I saw Nanni Moretti’s film in a tiny cinema and thought it deserved much better exposure.
The film is subtle, gentle and deep. It is impossible not to think that it is the product of the director’s personal experience. The sequences of private and work life and how the two worlds interact alternate masterfully. But more than this, Moretti challenges stereotypes of gender roles by casting a young woman as the film director and it is the son who gives up his job to care for their mother. The dying mother, who was a teacher of Latin helps her granddaughter until her death.
I cannot stop comparing the infantilised old women of Middle August Lunch with the teacher of Latin. Is it possible not to think of Amour where the old woman was also a teacher visited by a former student? Does the flood in the director’s flat and the way the mother’s flat is filmed also takes us to Haneke’s film?
The recurring pronouncements of the director who tells her actors not to lose themselves in their roles, admonish me to think of real life and fiction.

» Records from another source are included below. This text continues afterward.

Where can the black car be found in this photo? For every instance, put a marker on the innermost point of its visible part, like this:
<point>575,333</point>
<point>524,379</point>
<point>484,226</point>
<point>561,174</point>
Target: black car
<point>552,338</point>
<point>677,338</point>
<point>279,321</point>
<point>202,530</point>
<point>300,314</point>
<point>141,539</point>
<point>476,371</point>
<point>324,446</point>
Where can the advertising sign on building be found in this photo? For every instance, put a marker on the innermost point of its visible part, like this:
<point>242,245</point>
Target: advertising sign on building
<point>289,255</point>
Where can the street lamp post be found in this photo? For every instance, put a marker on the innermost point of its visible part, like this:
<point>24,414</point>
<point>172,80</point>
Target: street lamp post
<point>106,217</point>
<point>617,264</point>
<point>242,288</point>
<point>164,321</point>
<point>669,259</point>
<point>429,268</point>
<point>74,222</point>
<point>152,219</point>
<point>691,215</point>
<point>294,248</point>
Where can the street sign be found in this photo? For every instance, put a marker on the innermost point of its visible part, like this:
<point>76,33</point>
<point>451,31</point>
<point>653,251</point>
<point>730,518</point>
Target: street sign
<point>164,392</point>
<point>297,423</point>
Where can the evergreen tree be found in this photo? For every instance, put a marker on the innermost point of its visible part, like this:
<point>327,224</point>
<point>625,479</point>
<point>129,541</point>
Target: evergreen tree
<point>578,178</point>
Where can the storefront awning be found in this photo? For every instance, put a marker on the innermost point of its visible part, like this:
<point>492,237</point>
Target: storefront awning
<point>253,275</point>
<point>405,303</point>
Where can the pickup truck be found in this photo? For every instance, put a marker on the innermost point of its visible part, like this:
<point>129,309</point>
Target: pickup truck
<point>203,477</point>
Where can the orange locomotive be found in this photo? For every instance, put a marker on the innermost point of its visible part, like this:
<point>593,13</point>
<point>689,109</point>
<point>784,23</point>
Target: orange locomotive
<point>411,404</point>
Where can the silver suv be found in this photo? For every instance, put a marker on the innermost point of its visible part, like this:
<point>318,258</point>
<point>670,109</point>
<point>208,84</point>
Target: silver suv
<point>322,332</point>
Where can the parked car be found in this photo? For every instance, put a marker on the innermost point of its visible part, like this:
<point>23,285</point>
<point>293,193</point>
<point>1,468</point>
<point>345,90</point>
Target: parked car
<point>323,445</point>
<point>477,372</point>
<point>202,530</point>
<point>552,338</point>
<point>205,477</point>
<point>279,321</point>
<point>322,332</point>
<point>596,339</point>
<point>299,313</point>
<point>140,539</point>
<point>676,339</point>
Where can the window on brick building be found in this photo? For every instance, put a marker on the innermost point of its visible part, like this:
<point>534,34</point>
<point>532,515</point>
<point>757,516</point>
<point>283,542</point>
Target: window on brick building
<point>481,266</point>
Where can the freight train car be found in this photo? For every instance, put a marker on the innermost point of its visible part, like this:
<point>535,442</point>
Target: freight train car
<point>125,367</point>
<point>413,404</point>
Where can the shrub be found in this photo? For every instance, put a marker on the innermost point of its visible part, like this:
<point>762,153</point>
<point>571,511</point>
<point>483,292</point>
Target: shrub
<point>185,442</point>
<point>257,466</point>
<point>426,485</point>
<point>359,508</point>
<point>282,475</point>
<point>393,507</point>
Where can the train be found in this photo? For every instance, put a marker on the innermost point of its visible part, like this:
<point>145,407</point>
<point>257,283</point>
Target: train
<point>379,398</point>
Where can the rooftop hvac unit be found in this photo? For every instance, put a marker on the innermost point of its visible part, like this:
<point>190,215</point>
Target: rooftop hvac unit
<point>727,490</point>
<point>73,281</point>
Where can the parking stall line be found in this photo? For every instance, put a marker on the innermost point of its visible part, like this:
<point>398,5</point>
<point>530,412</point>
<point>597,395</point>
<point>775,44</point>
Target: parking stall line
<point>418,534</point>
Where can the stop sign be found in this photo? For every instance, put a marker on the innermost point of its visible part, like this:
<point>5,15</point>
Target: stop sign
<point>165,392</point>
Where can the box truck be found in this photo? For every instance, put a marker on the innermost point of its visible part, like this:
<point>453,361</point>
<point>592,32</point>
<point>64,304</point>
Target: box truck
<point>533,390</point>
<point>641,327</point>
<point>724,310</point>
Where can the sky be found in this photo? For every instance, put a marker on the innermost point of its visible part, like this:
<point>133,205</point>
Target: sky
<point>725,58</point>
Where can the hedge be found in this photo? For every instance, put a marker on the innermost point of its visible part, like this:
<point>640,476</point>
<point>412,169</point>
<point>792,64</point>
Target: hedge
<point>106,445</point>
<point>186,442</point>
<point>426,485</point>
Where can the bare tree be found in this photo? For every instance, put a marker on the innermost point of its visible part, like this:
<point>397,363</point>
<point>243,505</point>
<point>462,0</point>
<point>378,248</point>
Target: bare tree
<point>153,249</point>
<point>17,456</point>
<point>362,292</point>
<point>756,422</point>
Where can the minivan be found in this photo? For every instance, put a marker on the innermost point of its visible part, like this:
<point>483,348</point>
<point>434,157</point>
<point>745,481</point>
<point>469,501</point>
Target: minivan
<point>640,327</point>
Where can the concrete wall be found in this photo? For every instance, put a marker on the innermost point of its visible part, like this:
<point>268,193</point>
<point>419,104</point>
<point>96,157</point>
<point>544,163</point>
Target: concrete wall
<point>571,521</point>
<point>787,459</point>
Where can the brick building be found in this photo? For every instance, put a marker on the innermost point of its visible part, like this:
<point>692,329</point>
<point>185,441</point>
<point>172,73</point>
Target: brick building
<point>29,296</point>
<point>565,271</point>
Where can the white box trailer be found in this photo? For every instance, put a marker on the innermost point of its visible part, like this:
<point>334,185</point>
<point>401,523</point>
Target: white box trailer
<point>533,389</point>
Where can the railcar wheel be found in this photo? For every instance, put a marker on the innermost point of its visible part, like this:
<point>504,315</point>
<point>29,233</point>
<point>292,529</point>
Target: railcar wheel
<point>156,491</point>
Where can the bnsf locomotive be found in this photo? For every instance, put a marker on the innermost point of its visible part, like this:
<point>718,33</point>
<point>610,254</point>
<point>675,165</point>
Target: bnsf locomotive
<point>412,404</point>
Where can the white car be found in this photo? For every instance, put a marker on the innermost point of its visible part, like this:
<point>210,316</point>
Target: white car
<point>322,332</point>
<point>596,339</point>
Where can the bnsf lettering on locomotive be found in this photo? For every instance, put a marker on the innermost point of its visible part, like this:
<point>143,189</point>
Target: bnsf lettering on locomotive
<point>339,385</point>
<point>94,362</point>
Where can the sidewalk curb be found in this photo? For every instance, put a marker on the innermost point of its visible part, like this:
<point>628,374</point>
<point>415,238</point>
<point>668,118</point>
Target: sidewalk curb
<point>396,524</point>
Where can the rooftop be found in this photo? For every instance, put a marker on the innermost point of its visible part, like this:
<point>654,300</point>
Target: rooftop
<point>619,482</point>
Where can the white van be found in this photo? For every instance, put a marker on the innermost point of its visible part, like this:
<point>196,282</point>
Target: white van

I translate Jacques Mandelbaum critic of Le Monde : …but the way the two narratives dialogue is no less impressive. In truth the same obsession has both of them in a stranglehold, the one of death at work, of the terrible and painful precariousness of all human projects. Death of fiction in the real domain at the time where the people who inhabit the novel of our lives finish inexorably by leaving us. And the death of reality in fiction, when the artifice of filming and the absurdity of the demands of production prevent from reaching the truth.
Go and see Mia Madre before it disappears from our screens.